2016年09月23日
深層中国 ~巨大市場の底流を読む
「個」の自立を阻む中国社会 ~ますます強まる同調圧力
「すごい人間」を演じてみせる
そして、その根底にあるのが、ここでも「あらまほしき姿」が世の中全体で共有されていて、誰もがそれを目指して行動する傾向が強いという中国社会の意識である。
「朋友圏」に高級レストランや高価な買い物、世界の絶景など「ハレ」の場面をアップしている人でも、普段から豪華な料理ばかり食べているわけではない。美しい景色ばかり見ているわけでもない。普段の生活は普通の暮らしであって、誰もが感じるようなことを感じながら生きている。自分なりの思いも、世の中に対する不満もある。ただ中国の人たちは、そういうことをあまり言いたがらない。人に対して発信するのは、あくまで「こうありたい」と世の中が考える姿に沿った晴れがましいことが中心になる。
自分が書きたいことを書くのではない。書いたら「社会から“すごい”と思われるであろうこと」を書くのである。そして周囲の友人たちは、そんなことは当然のことと知りつつも、そういう「すごい」場面を演じられる友人を称賛し、自分たちもそうなろうとする。これが中国社会のお約束である。つまりここでもタイムラインにどんな内容をアップするかの判断基準は自分の内にではなく、「世間」の側に存在している。
全員が単一の基準で判断されるレース
だいぶ以前になるが、この連載の第17回「ほとんどの人が負ける競争社会~中国で広まる不満情緒の源泉とは」という文章で以下のように書いた。
(日本社会と比べて)中国社会の勤労観は大きく異なる。ざっくり言ってしまえば、社会で尊重される価値観の尺度がひとつしかない。社会から「尊重される仕事」とそうでない仕事が人々の間で明らかに認識されていて、誰もがそういう立場に立とうとする。尊重される仕事に就いている人こそが能力のある立派な人、尊敬すべき人であって、そうではない仕事をしている人はそうではない――という単純な二元論が人々の観念を今でも強く支配している。(中略)言い方を変えると、中国社会では全員が単一の基準で判断されるレースに参加しているようなものだ。
これはつまり、中国社会では多くの人たちが自分自身の価値基準ではなく、「こう生きるのが社会で価値のある人間だ」という社会の側の観念に従って生きようとしているという意味である。どんな職業に就くのか、どんな大学に進学して何を学ぶのか。どこでどんな家に住んで、どんな車に乗るのか。それらの全てにおいて「これが尊敬される人間である」という共通のモデルがあり、多くの人が競うようにそのパターンを演じようとする。

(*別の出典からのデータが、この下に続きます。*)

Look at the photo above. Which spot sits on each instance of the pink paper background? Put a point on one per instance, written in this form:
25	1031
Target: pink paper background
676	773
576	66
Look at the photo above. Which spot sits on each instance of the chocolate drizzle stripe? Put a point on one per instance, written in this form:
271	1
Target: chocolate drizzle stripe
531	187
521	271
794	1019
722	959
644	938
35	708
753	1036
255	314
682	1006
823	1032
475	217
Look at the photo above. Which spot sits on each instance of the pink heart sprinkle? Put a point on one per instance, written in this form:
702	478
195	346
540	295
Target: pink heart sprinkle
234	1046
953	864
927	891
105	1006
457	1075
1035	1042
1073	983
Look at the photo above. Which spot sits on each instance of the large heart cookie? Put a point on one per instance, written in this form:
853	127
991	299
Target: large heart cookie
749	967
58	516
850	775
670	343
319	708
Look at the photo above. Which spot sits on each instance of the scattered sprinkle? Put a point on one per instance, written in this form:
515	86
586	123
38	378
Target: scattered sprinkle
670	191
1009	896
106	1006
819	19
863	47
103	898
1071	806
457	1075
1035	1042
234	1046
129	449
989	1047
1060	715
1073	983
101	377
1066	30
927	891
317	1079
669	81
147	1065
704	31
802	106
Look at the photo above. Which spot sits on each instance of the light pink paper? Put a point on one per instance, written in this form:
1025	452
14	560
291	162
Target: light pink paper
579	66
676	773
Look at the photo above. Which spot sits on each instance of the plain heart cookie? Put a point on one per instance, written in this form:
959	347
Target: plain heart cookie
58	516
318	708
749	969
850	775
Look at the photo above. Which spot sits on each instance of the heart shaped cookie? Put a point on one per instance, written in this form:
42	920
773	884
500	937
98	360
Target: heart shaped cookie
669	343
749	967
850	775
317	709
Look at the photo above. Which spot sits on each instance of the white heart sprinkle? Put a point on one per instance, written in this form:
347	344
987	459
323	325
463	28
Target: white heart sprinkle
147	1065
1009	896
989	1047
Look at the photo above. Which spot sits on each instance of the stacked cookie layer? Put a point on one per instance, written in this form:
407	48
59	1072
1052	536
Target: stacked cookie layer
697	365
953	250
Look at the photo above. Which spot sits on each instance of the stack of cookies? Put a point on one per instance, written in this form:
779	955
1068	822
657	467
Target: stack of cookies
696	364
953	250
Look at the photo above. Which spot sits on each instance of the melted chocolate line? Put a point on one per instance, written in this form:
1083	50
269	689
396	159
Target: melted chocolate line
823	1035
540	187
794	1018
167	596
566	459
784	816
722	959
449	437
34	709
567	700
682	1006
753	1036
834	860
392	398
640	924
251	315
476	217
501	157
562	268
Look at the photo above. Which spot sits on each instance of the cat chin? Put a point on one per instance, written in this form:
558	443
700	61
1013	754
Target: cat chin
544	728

もちろんゼロか100かという話ではないが、こうした感覚は中国の社会では広く定着している。「こうしたい」という自分の価値観や個性、信念に従って、自分自身の判断基準で独自の行動をする人は高い評価を受けにくく、「これが素晴らしいことなのだ」という世の中の観念に従って行動し、それを実現した人が称賛される。「個性」の価値が認められる余地が少ない。強力な同調圧力のようなものが存在している。
「自立した個」は生まれるか
社会が豊かになり、都市化が進むにつれてこうした傾向は弱まるものと私は考えていたが、どうもそういう様子は感じられない。上海のような大都会ですら、「こういう人になりなさい」的な観念は依然として非常に強い。社会の富裕化で価値観が多様化するどころか、金銭至上主義と結合した「立身出世」志向への同調圧力はますます強まっている感すらある。そのような社会の体質に甘んじたくない人は、海外に出る。そんな感じである。

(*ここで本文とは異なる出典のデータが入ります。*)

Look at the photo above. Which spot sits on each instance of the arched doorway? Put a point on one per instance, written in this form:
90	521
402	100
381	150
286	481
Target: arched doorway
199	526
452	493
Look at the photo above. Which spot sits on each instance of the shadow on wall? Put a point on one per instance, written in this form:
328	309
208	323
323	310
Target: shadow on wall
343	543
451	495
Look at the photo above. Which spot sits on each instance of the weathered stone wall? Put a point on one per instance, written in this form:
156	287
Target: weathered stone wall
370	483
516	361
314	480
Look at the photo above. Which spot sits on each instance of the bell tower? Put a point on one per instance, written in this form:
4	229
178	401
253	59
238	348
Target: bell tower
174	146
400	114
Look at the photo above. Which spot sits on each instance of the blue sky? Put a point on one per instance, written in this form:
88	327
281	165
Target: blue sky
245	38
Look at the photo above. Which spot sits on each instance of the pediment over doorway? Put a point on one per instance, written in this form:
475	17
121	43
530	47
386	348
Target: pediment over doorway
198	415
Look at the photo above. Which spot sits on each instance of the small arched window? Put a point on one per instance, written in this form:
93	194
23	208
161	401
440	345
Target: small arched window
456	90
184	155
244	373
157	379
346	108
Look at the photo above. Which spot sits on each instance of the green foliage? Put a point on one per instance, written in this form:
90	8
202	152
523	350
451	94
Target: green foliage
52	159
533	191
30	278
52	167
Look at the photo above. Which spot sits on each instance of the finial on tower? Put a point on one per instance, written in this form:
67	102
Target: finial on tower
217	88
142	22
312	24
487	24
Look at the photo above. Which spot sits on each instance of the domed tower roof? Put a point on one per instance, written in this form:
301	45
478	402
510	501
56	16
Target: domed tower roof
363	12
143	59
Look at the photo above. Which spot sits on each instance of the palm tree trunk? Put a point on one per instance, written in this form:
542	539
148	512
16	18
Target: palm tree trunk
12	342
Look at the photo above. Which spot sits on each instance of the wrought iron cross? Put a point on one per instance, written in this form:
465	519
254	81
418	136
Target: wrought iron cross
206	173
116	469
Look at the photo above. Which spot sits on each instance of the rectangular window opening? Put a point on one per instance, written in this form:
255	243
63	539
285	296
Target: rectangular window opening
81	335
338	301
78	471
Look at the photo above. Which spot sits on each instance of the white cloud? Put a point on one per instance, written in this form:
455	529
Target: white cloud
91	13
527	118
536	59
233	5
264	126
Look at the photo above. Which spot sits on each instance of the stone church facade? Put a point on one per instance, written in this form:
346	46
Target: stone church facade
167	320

歴史的に言えば、これが儒教的社会ということなのかもしれない。自分の生き方を評価する軸が自分の外(社会、世間)にあり、誰もが競うようにそれを目指す。そういう社会は、時の権力者にとっては非常に都合の良いものだろう。個人として自立した思考を持つ人が育ちにくく、「こうするのが立派な生き方なのだ」という規範を一度、打ち立ててしまえば、大半の人がそのレールに乗って社会で成功しようとしてくれるからである。
中学・高校の時代から、若者が自分の趣味やスポーツ、社会活動といったものにほとんど関心を寄せず、ひたすら世間が決めた「出世コース」に乗るための試験勉強に明け暮れる姿を見ていると、まさに「判断基準が自分の外にある」社会の典型的現象と感じざるを得ない。親は世間の基準で「出世」を判断し、子供は「親が喜ぶように」という基準で自分の行動を決める。こういう循環が出来上がっている。こういう状況が続けば、世の中に役立つ人は育っても、社会を変えられる人間は育たない。権力者は高笑いしていることであろう。

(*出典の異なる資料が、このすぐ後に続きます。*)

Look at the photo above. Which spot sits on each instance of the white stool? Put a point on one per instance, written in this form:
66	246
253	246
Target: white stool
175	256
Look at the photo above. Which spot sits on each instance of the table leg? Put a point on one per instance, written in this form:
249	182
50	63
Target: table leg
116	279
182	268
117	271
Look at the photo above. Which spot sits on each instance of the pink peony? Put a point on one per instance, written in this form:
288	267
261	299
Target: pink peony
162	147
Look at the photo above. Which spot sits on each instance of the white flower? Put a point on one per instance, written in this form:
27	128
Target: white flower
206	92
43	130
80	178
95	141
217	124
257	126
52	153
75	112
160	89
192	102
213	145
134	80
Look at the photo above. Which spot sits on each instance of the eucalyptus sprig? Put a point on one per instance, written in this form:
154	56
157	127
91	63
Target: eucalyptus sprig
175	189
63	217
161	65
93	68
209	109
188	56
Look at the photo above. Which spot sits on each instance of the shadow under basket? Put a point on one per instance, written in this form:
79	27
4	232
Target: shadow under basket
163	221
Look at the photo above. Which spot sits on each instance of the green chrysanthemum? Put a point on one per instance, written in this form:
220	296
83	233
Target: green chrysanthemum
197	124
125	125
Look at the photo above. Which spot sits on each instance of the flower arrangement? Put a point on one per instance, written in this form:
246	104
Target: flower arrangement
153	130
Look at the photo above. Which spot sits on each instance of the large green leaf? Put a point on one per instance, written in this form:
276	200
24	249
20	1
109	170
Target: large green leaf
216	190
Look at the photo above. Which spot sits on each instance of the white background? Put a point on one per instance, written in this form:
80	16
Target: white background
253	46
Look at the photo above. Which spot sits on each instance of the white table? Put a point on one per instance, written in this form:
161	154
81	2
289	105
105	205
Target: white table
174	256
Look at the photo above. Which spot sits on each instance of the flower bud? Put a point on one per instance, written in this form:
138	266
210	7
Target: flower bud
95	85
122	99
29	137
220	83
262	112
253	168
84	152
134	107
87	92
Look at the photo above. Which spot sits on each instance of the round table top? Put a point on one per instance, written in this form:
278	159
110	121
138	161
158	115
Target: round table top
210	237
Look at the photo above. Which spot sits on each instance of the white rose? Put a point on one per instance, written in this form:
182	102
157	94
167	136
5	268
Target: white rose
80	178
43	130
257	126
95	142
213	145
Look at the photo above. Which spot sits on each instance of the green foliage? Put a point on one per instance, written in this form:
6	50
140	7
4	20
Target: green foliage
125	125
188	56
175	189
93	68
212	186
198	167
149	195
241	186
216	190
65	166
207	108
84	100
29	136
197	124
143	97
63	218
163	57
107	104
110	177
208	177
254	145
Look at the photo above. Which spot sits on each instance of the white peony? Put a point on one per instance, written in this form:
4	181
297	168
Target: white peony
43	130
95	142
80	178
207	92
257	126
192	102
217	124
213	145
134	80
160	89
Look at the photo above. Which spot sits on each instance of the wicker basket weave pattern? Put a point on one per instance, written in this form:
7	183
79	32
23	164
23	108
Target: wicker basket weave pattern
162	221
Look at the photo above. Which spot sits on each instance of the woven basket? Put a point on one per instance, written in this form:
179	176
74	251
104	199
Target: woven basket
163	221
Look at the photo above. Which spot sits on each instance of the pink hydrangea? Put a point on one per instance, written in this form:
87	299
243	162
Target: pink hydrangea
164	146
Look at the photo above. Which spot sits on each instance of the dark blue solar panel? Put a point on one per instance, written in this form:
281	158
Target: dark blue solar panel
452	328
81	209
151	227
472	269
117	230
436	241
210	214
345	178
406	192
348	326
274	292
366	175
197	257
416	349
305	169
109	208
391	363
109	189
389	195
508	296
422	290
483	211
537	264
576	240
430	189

話はやや飛躍するが、「自立した個」の存在が西欧的な民主社会の基礎だとするならば、中国社会の状況はそことは大きな距離がある。人々は豊かになり、都市化が進み、生活は便利になり、大都市では多くの面で世界の先端水準に近づいている。しかし自立した「個」という概念の成長は驚くほどスローである。
そこには歴史的要因に加え、当然、政治体制の問題が深く関わっている。経済的、物質的な面で先進国並みに成長した中国の社会が、価値観や人生観の面では既存の西欧型先進国の社会とはまったく異質なものになることは間違いないように思う。
中国の人々は確かにソフィスティケートされていない部分はあるにせよ、天真爛漫で人情味の厚い人たちで、「個」どうしの付き合いを私はまったく悲観していない。問題は「個」の集合体としての「中国」である。
自立した「個」の存在を前提としない先進国。「個」の集合体ではない超大国。中国はそういう性質のものになる可能性が高い。その異質な存在とどう向き合うのか。これはかなりタフな問題になりそうで、本気で考えねばならない時に来ている。